Nearly a quarter of a century after she became a pioneer in the push for civility toward gays and lesbians, Ellen DeGeneres found herself at the forefront of a new kind of culture war. The very online Left took umbrage at the talk show host’s jovial appearance with former President George W. Bush at a Dallas Cowboys football game over the weekend. And in a very on-brand twist, DeGeneres addressed with issue head on.
Rather than detail the most unsavory of the criticism — chief among them, Parker Molloy of Media Matters branding Bush a “war criminal” and excoriating his past positions on gay marriage — DeGeneres used one part sincerity and two parts comedy to describe the ethos guiding her decision to deem Bush her “friend” in the first place.
“Here’s the thing,” DeGeneres said on her 61-Emmy Award winning daytime show. “I’m friends with George Bush. In fact, I’m friends with a lot of people who don’t share the same beliefs that I have. We’re all different. And I think that we’ve forgotten that that’s OK that we’re all different.”

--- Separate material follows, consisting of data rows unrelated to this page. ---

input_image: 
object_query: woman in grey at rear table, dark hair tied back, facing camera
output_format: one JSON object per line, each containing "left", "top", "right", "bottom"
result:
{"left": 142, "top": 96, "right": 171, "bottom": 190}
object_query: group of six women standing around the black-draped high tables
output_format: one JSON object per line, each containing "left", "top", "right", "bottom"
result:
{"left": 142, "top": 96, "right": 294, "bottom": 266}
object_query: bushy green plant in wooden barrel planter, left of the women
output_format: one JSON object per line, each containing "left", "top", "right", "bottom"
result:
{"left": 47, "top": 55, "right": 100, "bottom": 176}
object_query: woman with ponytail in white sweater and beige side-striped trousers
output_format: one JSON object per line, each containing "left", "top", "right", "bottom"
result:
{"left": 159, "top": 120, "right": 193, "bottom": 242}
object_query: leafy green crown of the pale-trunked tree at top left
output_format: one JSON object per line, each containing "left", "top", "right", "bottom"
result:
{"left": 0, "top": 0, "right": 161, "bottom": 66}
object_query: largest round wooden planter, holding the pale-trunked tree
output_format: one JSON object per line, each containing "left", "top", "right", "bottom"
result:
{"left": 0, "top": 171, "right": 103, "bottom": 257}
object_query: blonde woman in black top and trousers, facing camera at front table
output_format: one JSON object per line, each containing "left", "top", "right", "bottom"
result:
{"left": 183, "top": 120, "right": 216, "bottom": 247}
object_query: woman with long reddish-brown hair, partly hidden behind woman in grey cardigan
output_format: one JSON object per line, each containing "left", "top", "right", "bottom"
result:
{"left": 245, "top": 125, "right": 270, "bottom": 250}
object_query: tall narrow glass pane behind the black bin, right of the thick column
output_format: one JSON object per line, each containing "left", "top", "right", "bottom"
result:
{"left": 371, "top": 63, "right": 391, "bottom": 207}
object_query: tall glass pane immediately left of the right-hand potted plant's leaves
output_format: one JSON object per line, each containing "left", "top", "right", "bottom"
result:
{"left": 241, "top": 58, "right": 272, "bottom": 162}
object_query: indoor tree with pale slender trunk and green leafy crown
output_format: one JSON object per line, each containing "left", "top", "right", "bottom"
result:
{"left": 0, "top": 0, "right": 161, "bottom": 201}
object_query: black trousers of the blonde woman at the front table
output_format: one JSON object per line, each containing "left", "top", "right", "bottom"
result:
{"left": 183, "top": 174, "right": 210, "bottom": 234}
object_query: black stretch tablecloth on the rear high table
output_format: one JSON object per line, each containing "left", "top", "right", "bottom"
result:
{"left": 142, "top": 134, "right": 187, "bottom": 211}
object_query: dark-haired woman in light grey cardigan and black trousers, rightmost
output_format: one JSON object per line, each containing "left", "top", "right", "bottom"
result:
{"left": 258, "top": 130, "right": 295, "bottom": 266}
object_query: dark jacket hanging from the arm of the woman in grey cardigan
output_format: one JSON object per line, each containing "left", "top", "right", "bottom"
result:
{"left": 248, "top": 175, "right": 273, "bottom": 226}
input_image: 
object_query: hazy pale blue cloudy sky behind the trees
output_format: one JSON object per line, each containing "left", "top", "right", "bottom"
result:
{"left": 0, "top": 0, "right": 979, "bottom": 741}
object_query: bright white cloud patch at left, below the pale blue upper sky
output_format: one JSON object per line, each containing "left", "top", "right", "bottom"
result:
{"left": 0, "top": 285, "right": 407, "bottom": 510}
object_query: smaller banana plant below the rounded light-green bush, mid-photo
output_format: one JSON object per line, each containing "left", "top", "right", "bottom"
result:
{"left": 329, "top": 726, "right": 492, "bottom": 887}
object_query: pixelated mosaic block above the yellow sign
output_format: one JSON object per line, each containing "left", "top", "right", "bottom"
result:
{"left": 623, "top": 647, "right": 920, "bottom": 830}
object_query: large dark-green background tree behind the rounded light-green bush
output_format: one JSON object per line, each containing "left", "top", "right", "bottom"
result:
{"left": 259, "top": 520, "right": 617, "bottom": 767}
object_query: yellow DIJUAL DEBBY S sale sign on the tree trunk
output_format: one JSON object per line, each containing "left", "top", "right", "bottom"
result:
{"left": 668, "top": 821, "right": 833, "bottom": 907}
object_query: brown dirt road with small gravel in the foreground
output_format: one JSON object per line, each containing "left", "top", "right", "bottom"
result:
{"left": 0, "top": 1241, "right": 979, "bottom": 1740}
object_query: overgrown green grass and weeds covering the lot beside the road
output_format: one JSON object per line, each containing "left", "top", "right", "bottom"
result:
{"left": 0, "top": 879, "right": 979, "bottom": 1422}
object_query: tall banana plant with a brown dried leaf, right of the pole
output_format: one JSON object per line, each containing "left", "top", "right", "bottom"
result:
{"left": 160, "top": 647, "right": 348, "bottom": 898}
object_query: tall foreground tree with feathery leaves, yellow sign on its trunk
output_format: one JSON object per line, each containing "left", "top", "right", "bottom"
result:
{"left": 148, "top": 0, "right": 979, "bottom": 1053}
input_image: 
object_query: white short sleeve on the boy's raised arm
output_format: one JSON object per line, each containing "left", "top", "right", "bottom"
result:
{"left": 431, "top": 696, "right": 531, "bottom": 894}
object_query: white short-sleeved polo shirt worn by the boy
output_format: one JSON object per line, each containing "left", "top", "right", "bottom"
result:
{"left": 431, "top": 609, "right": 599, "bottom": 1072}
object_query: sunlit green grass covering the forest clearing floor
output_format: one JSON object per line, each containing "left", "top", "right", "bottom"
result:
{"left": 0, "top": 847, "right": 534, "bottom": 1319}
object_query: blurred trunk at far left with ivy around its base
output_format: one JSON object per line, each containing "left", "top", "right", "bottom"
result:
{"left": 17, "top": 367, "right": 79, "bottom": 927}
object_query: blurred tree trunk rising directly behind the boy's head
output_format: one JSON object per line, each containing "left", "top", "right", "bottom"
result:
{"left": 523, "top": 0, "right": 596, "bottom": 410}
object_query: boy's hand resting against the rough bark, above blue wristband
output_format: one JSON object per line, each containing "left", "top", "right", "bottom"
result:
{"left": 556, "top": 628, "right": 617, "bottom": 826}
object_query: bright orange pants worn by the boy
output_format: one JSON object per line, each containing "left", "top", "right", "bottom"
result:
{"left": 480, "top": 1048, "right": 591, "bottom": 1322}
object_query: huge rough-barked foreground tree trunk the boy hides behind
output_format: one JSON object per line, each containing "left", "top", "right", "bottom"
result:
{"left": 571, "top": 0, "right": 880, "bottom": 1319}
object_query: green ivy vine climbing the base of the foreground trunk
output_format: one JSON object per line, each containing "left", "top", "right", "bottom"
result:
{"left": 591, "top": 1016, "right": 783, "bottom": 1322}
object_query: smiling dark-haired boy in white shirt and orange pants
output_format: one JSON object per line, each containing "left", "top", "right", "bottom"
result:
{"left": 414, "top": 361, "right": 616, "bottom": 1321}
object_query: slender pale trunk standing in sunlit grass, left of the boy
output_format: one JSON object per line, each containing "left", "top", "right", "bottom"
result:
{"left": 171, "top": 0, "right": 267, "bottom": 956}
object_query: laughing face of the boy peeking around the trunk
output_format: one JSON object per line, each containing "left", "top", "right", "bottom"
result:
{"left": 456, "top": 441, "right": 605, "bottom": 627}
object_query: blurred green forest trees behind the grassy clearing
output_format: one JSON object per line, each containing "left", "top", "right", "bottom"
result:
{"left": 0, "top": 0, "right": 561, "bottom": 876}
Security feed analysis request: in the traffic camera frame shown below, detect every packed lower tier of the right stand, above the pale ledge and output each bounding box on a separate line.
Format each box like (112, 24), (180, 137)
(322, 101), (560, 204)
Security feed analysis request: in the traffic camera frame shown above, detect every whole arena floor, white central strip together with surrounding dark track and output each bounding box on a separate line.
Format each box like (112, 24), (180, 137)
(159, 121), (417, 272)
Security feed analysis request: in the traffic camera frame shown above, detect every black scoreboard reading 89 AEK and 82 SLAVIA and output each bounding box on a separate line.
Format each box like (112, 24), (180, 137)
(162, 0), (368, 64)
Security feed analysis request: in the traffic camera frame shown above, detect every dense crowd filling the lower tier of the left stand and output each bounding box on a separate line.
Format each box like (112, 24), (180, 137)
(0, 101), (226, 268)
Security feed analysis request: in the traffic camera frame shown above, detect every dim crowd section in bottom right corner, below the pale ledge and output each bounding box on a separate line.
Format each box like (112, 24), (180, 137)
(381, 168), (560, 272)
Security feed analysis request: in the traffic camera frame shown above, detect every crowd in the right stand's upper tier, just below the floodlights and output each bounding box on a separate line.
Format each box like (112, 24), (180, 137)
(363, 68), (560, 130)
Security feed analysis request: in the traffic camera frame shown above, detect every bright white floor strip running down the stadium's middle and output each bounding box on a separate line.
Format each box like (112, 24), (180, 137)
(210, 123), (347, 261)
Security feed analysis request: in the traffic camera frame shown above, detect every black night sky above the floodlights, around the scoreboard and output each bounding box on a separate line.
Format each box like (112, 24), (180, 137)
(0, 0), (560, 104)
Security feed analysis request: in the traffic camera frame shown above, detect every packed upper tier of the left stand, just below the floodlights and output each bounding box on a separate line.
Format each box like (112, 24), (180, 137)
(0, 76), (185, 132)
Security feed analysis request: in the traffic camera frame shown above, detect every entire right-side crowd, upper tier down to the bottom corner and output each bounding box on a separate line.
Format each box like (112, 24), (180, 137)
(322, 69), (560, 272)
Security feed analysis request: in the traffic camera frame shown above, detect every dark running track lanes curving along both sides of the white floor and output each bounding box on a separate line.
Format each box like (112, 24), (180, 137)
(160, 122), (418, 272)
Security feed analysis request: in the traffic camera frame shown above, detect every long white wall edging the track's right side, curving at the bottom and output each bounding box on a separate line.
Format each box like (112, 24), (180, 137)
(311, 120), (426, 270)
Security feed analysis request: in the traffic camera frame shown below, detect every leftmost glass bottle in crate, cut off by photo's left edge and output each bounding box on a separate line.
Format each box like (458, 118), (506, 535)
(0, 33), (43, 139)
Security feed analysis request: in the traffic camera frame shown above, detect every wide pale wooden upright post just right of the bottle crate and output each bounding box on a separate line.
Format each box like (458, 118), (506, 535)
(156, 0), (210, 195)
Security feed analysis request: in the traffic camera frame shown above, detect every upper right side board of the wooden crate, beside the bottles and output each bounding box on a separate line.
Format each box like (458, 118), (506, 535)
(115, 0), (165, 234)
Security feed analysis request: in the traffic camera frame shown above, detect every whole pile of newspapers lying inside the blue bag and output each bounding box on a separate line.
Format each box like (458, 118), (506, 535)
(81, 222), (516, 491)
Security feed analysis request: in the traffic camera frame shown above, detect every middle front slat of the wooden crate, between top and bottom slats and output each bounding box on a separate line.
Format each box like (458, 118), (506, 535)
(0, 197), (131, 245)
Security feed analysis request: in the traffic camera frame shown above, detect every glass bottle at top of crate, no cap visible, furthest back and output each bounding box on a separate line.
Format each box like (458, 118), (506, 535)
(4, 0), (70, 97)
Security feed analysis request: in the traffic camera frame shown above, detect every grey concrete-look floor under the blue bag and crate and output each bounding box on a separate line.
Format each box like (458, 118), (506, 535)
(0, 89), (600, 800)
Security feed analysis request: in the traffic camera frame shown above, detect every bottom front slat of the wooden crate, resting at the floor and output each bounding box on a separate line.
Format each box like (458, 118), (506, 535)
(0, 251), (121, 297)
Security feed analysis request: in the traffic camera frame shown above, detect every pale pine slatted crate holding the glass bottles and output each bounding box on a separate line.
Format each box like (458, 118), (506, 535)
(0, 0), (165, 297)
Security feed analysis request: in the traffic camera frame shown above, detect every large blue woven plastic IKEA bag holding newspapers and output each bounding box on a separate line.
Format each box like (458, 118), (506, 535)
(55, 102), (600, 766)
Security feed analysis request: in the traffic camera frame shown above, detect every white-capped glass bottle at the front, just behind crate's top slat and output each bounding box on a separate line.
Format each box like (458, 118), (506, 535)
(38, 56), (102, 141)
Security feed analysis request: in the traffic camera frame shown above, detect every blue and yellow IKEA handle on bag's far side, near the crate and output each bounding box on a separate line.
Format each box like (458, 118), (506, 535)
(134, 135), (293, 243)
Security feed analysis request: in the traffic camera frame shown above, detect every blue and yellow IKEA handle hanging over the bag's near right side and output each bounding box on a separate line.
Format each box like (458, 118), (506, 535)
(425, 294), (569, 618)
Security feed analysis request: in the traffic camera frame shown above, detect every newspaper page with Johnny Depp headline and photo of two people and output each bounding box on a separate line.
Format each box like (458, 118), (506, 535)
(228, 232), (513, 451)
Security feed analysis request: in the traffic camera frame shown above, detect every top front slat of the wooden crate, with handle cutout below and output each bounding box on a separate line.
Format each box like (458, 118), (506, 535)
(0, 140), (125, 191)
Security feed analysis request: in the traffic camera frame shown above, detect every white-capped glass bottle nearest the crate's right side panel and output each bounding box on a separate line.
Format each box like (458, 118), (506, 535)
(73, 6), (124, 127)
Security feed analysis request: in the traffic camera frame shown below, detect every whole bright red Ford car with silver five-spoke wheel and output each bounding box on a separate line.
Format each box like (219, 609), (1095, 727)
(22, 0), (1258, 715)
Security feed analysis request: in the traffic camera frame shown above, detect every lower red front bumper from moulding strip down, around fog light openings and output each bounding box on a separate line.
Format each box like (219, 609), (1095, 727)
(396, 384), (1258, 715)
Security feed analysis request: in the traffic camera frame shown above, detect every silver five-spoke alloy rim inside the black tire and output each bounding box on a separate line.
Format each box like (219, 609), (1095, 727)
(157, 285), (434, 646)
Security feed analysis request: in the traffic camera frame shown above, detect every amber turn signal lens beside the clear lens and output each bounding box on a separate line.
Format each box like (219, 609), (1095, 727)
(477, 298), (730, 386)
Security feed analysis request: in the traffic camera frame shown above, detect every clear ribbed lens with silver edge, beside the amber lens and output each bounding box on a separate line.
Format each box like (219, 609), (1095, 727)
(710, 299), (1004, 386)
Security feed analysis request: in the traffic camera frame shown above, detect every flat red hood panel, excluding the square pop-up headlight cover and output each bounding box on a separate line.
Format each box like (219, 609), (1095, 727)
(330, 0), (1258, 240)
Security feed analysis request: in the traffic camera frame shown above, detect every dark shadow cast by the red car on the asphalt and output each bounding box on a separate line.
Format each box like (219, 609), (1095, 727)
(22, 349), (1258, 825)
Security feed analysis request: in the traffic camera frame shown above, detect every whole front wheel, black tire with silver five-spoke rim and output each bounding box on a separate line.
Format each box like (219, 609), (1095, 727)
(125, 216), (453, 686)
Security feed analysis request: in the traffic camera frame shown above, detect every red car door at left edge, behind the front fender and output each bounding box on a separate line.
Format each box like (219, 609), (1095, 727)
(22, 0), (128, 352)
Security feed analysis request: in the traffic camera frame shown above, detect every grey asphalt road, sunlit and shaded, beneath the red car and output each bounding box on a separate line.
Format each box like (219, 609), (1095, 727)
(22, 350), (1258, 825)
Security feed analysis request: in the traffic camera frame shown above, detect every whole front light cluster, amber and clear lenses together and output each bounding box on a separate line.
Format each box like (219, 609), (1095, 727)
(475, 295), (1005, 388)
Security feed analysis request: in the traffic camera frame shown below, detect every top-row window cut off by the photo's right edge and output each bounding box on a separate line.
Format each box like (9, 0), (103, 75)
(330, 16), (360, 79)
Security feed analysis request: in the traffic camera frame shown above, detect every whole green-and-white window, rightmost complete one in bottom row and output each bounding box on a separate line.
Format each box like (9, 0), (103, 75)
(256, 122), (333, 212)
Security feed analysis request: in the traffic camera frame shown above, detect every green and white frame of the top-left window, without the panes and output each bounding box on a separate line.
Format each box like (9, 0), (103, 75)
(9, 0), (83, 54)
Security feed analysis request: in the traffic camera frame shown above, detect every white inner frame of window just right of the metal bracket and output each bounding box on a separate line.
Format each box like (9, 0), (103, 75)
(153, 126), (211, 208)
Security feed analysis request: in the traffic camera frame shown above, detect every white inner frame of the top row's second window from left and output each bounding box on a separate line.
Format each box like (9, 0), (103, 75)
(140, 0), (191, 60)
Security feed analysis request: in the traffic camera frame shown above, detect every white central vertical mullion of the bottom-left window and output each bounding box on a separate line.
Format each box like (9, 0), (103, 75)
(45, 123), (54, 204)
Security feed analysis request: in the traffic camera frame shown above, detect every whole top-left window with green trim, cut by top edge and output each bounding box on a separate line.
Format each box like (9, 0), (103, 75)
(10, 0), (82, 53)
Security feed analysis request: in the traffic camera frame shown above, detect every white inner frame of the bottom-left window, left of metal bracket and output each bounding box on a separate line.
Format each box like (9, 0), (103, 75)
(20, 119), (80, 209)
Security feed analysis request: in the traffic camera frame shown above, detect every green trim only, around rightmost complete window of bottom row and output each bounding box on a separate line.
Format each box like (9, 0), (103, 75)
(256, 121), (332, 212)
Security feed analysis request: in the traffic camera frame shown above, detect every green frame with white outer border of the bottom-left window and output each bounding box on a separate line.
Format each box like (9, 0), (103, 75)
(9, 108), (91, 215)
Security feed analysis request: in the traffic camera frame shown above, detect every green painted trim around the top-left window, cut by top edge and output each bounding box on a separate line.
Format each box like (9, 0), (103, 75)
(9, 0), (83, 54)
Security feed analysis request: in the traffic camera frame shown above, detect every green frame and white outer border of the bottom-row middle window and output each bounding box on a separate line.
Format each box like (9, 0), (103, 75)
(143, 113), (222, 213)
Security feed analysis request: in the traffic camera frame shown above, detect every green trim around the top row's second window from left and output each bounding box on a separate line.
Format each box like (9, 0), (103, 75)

“But just because I don’t agree with someone on everything doesn’t mean that I’m not going to be friends with them,” she continued. “When I say be kind to one another, I don’t mean only the people that think the same way that you do.”
She didn’t make a single mention of or quote Molloy, who was responsible for bringing all the trolls out from under their bridges in the first place to attack Ellen and fellow cast members such as Andy Lassner. And then, just like that, the employee of Media Matters — which only exists nowadays to comb through old tweets to cancel the “wrong sort” of people from civil society — deleted every single one of her tweets except for one announcing that she was giving herself a time-out from Twitter.
I’m sure this and the wiping of your entire twitter account has nothing to do with the backlash to your needless dragging of @TheEllenShow for, god forbid, hanging out with a Republican. https://t.co/cTnTpK4NNh
— Natalie Johnson (@nataliejohnsonn) October 8, 2019
Our annoyance today with cancel culture is surely superseded by the gay and lesbian experiences of previous decades. But that DeGeneres has inadvertently found herself at the forefront of both is telling. The comedienne is universally beloved in the model of Johnny Carson more than any contemporary figure other, save for maybe Oprah Winfrey. And now it had to be DeGeneres once again who stood up to keyboard warriors keen on sowing their incivility in one of the last polite public squares of daytime television.
When Aaron Calvin at the Des Moines Register attempted to cancel Carson King — the Iowa man who accidentally raised millions of dollars and then donated it all to a children’s hospital — for two inappropriate tweets from his teenage years, sane and outraged netizens bullied the bullies right back, mapping out a blueprint for how normal folks can resist cancel culture. DeGeneres just showed how an individual, albeit an A-list celebrity, can restore and further inculcate civility culture. That didn’t start with her brushing over her political differences and focusing on their presumable mutual disdain for the current president, but rather with her acknowledging that they can differ on policy preferences and still have respect for each other’s humanity. It’s similar to the blueprint of normalizing homosexuality across Middle America that DeGeneres used to such monumental success. She smiled rather than persecuted, and it worked.
DeGeneres quoted a tweet on-air that claimed the clip with her and Bush made the writer “have faith in America again.” With her insistence on catching flies with honey instead of vinegar, DeGeneres just gave us faith once more.